[PYTHON] "Then, how does it compare to other methods?"

** "Then, how does it compare to other methods?" **

I think algorithm developers are (quite often) scared of this word. Especially if you are forced to develop a practical system by the deadline. If you are not trying to write an academic paper, it is a problem that you should avoid if you can avoid it. When this word appears, the amount of work will increase by a factor of (1 + the number of comparison methods). A person who is not aware of how troublesome it is to create learning and evaluation by replacing only the learning algorithm using the same learning data and the same features, says, "Then, how do you compare it with other methods? That's a very reasonable statement. (note) ** In situations where development resources are limited, it is important to create an acceptable level of it. ** You need to be careful not to make a decision to raise the priority of a project for an item that is not the bottleneck of development. In the case of machine learning, data acquisition, data enhancement based on evaluation results, data preprocessing of how to design features, and results such as confusion matrix for unknown data Encourage people around you to realize that setting policies for future data augmentation after acquisition is more important than choosing which machine learning algorithm to choose. It is to leave. If development resources are not constrained, the developer himself would like to ask, "Then, how does it compare to other methods?"

** Lack of data becomes a bottleneck in the early stages of development **

Evaluate values for both accuracy and recall, using things like the scikit-learn evaluation framework. In the early stages of development, there is not enough data at all, and both accuracy and recall are tattered. Therefore, if you increase the training data only in the category with low recall rate, the recall rate of that category should improve. It should also improve the accuracy of the category that was misrecognizing that category. As long as you behave like that, you should steadily increase the learning data and evaluation data. The dataset created for that should not be wasted.

In machine learning, a model with a higher degree of freedom can be applied with less residuals to the training data. However, it does not mean that accuracy and recall will be achieved when it is not used for learning. With any machine learning algorithm, the original performance cannot be achieved when the amount of learning / evaluation data is insufficient. Each algorithm only depends on how sensitive the lack of data is.

** Support Vector Machine (SVM) **

Support vector machines (SVMs) are said to be easy to give stable learning results even with relatively small amounts of data (compared to other algorithms). Even one of the SVM algorithms has the know-how to lead machine learning to success by processing data in advance (A Practical Guide to Support Vector Classification. /~cjlin/papers/guide/guide.pdf)).

--Normalize the data to the range [-1, 1] or [0, 1] --First, use the RBF kernel as the first choice --Cross-validation and grid search of hyperparameters C and γ   These are written in the pdf file linked above.

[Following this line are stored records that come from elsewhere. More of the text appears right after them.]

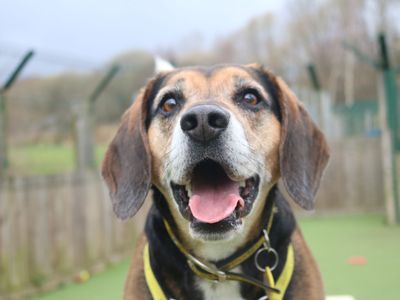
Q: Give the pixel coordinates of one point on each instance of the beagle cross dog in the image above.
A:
(211, 143)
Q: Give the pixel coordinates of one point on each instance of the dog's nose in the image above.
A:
(205, 122)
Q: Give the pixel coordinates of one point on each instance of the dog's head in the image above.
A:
(214, 141)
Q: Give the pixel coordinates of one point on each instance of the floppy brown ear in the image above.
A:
(303, 150)
(126, 165)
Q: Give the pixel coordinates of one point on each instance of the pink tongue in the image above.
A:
(213, 203)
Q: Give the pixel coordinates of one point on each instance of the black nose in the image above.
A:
(205, 122)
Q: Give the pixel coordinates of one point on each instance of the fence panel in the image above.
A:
(53, 226)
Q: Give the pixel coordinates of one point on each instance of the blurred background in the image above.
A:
(69, 69)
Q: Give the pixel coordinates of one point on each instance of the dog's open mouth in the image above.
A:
(212, 197)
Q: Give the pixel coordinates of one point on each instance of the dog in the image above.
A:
(212, 143)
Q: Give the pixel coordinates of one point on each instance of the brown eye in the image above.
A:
(250, 99)
(169, 105)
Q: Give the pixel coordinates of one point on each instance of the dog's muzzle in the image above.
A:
(204, 123)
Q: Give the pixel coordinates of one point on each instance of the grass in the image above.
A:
(46, 158)
(332, 239)
(105, 286)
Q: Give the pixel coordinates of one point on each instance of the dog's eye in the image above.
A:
(250, 99)
(169, 105)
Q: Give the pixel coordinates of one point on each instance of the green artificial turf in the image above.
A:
(332, 239)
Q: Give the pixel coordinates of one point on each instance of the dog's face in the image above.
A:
(214, 141)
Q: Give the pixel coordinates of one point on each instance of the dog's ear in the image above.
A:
(127, 165)
(303, 150)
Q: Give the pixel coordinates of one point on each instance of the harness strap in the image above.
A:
(209, 271)
(151, 280)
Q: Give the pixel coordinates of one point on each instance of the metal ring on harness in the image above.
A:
(268, 250)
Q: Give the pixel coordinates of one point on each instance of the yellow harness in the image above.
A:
(275, 289)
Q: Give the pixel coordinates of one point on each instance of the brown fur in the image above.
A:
(294, 150)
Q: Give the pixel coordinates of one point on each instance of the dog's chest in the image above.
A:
(228, 290)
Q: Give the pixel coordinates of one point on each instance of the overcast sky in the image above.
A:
(85, 33)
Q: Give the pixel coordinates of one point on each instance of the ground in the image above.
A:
(333, 239)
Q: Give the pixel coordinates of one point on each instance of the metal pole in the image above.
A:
(390, 125)
(3, 139)
(85, 125)
(4, 163)
(389, 79)
(314, 79)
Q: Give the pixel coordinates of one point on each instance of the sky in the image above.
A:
(83, 34)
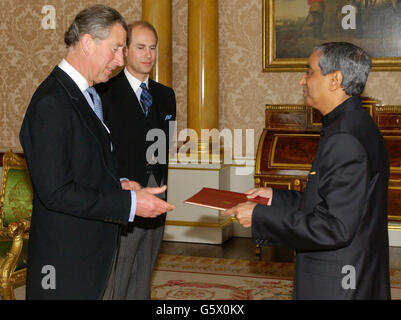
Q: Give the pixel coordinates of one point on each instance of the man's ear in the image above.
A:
(336, 80)
(87, 43)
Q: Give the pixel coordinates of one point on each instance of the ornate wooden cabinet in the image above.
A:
(289, 142)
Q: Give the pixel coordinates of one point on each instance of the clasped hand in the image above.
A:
(147, 204)
(243, 211)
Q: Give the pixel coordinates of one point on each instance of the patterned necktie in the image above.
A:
(96, 102)
(146, 98)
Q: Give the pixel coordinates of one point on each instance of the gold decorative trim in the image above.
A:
(394, 169)
(12, 161)
(266, 184)
(260, 150)
(219, 225)
(287, 107)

There is work on how to determine the values of the parameters gamma and C given when learning SVM. libSVM provides a tool grid.py for that.  Grid Parameter Search for Regression

First of all, I suggest using SVM to get good results.

The lack of initial value dependency issues with SVMs is also one of the reasons I like it as the first method to use SVMs. (Depending on the algorithm, there is a problem of initial value dependence. "Isn't it working because the initial value used was bad? (Isn't it working if another initial value is used?)" There is a possibility that you will never be able to make a sufficient judgment.)

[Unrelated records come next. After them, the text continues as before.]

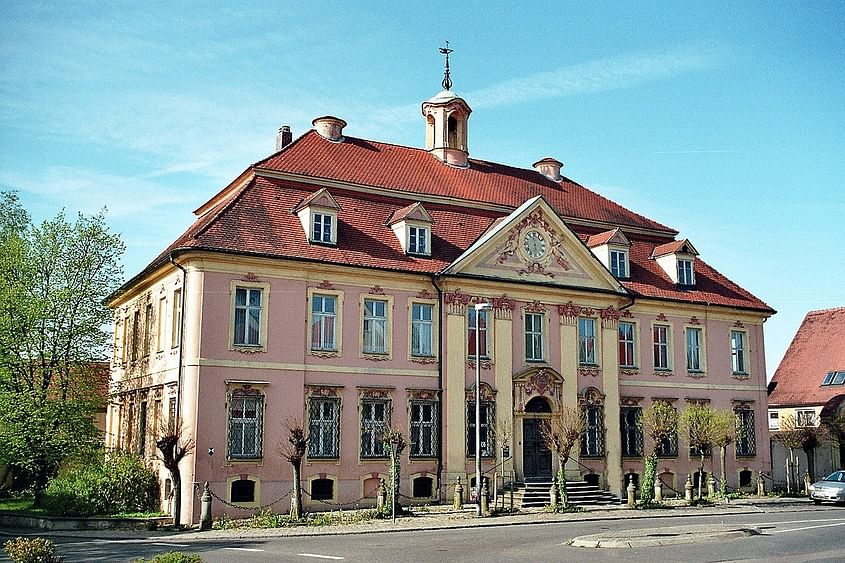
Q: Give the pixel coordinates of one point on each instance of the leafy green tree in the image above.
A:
(659, 421)
(53, 279)
(697, 423)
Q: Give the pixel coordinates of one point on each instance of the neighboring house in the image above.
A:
(809, 386)
(335, 281)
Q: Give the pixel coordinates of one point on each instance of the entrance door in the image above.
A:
(536, 457)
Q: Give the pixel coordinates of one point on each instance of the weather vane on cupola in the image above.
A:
(447, 80)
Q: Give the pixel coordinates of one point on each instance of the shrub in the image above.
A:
(115, 483)
(31, 550)
(172, 557)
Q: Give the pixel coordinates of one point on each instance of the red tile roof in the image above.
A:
(818, 348)
(257, 217)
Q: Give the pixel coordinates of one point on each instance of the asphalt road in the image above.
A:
(814, 535)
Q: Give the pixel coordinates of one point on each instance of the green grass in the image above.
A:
(24, 505)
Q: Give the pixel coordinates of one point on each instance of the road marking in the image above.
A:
(807, 528)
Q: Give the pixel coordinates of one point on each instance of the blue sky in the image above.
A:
(722, 120)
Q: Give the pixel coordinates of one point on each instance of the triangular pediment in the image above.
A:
(533, 244)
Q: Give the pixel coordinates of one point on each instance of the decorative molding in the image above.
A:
(487, 393)
(423, 394)
(534, 307)
(589, 372)
(424, 361)
(485, 364)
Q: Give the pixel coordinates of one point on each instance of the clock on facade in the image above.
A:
(534, 245)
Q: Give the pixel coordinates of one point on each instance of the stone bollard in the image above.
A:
(205, 513)
(381, 495)
(458, 501)
(485, 507)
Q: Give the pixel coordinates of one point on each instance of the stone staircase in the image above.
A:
(535, 494)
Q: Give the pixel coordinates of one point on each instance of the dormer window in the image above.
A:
(318, 215)
(677, 259)
(417, 240)
(611, 248)
(323, 230)
(412, 226)
(685, 273)
(619, 263)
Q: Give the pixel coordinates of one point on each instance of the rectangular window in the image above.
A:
(487, 424)
(176, 327)
(685, 272)
(632, 434)
(627, 345)
(423, 429)
(694, 349)
(746, 445)
(323, 428)
(247, 316)
(417, 240)
(774, 420)
(738, 351)
(245, 425)
(586, 341)
(160, 325)
(661, 346)
(322, 228)
(805, 418)
(592, 441)
(375, 419)
(619, 263)
(422, 334)
(323, 322)
(482, 333)
(375, 326)
(534, 324)
(148, 328)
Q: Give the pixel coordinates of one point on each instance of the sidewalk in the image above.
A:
(444, 518)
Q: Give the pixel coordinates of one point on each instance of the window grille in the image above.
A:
(323, 428)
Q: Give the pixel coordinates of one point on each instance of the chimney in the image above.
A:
(330, 127)
(550, 168)
(283, 137)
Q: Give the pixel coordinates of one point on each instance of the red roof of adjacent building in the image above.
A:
(818, 348)
(257, 217)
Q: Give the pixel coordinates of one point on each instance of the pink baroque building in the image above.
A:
(334, 283)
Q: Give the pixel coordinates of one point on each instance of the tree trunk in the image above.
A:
(296, 504)
(176, 476)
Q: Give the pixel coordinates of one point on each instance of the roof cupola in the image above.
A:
(446, 116)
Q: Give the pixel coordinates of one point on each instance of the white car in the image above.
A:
(831, 488)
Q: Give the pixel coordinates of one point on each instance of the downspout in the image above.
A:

The question "How does it compare to other methods?" Means that the number of training data and evaluation data is sufficient, and the current method is appropriate for data preprocessing. In a situation where performance can be brought out. First, let's take an interest in raising the situation of the development team to that situation.

** scikit-learn is a treasure trove of algorithm comparisons **

With enough data, it becomes more meaningful to compare algorithms. In such a case, use scikit-learn to evaluate the difference between the algorithms. "Even with the same algorithm, different libraries have different interfaces, of course. Even with machine learning for the same purpose, if the algorithm is different, the interface will be different. " Scikit-learn shattered this situation for a long time. In Face completion with a multi-output estimators, the following is applied: , It's a wonderful thing.

python


for name, estimator in ESTIMATORS.items():
    estimator.fit(X_train, y_train)
    y_test_predict[name] = estimator.predict(X_test)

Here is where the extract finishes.